How the big Utah storm stacked up to snowfall records

Wednesday marked one of the snowiest days in Salt Lake City history.

The snowstorm that rolled into Utah late Tuesday and lingered most of Wednesday made for the snowiest Feb. 22 on record in Salt Lake City, according to the National Weather Service.

From midnight on Tuesday until midnight on Wednesday, 11.5 inches fell — breaking the previous record of 9.9 inches set for the date on Feb. 22, 1994.

The snowfall total Wednesday also tied for eighth on the all-time list of snowiest days in Salt Lake City, according to snowfall records that date back to 1874.

The top dates include:

1. Nov. 24, 1908 • 14 inches.

2. Oct. 18, 1984 • 13.8 inches.

3. Jan. 25, 1996 • 13.4 inches.

4. Dec. 28, 1972 • 12.6 inches.

5. March 24, 1916 • 12 inches.

6. April 10, 1974 • 11.8 inches.

7. Feb. 17, 2021 • 11.7 inches.

8. (tie) Feb. 22, 2023, and March 22, 1964 • 11.5 inches.

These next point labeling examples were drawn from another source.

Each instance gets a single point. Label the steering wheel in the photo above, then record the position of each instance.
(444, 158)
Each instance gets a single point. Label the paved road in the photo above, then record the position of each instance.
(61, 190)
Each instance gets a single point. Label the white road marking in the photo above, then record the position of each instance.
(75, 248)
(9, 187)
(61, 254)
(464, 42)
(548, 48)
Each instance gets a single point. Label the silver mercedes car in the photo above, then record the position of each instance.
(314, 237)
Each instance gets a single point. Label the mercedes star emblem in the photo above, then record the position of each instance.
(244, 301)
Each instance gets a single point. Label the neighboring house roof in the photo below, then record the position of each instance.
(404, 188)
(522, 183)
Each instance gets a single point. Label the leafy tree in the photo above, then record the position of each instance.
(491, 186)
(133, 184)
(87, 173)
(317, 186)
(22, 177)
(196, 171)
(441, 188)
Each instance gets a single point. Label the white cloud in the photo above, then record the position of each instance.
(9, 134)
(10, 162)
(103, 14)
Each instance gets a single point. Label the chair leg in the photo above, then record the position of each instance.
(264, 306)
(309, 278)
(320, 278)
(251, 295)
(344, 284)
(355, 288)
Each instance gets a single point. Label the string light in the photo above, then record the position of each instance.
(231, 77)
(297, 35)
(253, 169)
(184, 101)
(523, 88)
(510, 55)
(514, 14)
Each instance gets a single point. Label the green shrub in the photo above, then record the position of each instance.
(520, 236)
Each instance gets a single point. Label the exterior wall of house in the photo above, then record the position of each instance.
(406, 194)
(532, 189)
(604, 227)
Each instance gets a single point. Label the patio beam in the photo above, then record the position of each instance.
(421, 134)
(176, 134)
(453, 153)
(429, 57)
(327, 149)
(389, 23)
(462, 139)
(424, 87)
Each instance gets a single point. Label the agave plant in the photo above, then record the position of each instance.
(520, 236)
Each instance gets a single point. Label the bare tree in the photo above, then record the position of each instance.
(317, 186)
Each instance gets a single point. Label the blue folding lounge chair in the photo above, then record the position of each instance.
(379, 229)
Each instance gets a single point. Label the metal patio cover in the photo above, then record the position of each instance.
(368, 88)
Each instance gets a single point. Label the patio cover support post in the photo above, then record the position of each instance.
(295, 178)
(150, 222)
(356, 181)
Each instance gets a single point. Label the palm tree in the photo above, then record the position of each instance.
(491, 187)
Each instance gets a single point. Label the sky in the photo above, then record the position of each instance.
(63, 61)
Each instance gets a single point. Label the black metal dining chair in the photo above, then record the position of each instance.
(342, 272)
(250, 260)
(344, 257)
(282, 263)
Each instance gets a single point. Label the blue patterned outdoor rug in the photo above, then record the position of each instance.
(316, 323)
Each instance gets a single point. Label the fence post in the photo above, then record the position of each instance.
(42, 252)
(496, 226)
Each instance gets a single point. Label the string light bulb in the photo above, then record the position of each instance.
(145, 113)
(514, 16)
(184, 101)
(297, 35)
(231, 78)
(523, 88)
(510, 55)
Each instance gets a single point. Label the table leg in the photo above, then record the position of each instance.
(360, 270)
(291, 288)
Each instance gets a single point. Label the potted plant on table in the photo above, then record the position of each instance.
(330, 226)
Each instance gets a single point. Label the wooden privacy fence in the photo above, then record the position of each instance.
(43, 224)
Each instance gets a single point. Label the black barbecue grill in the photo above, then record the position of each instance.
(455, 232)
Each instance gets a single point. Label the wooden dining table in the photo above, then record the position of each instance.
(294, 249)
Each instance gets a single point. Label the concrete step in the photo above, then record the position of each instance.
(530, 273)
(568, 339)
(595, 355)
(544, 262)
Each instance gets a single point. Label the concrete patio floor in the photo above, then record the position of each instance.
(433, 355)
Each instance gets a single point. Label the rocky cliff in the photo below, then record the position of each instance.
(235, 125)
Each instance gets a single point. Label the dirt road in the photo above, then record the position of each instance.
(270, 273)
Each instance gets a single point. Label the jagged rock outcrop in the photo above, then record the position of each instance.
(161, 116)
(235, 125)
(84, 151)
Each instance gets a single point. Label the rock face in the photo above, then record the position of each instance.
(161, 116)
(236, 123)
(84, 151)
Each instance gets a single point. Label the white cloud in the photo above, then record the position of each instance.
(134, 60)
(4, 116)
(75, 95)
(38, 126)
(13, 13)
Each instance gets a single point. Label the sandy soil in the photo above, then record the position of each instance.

The Wednesday snowfall total does not factor in snow that began falling in Salt Lake City on Tuesday evening.

That two-day snowfall total amounted to 17.3 inches, which ranks ninth on a list of all-time, two-day snowfall totals.

The top spot on that two-day list was 20.4 inches, set on Feb. 24-25, 1998.

(Francisco Kjolseth | The Salt Lake Tribune) Runners negotiate a snow-covered path along Interstate 80 in Salt Lake City on Wednesday, Feb. 22, 2023.

Other areas of the state received a lot more snow than Salt Lake City on Wednesday.

According to preliminary figures, those totals included: 21 inches in West Jordan; 20.5 inches in Midvale; 20 inches in South Jordan; 18.8 inches in Fort Union; 18 inches in Stansbury Park and West Jordan; 17.3 inches in Olympus Cove, 15 inches in Sandy and West Valley City; 14 inches in Cottonwood Heights, Park City and Riverton; and 12 inches in Provo and Spanish Fork.

[Read more: At Utah ski resorts, inches and snow reports don’t always add up]

According to National Weather Service records, Salt Lake City has recorded a total of 24 days with 10 or more inches of snow since 1874.

If you’re hoping for a quick end to winter, you probably don’t want to know that nine of those dates fell even later on the calendar — one in late February; six in March; and two in April. The latest was April 23, 1958, when 10.1 inches fell.

The latest spring snowstorm on record was June 6, 1914, though only 2 inches fell. The earliest fall snowstorm on record saw 2.2 inches on Sept. 17, 1965.

Though the recent storm brought a lot of snow, Salt Lake City has otherwise been relatively dry this month; with the exception of Tuesday and Wednesday, it saw just 3 inches of snow. Zero precipitation was recorded on Feb. 1-4, Feb. 7-17 and Feb. 20.

Forecast updates

(Francisco Kjolseth | The Salt Lake Tribune) Cars are entombed in snow at the park-and-ride lot at the base of Little Cottonwood Canyon on Wednesday, Feb. 22, 2023.

In Salt Lake City, there’s a 20% chance of a bit more snow on Friday morning and Saturday night, and a 50% chance on Sunday, when 1-2 inches may fall, according to the National Weather Service.

Other parts of the state will see more snowfall. A winter weather advisory remains in effect until 2 p.m. Friday for the Wasatch Mountains north of Interstate 80 — including the cities of Mantua and Logan Summit — where 8-14 inches are expected, with even more in some areas.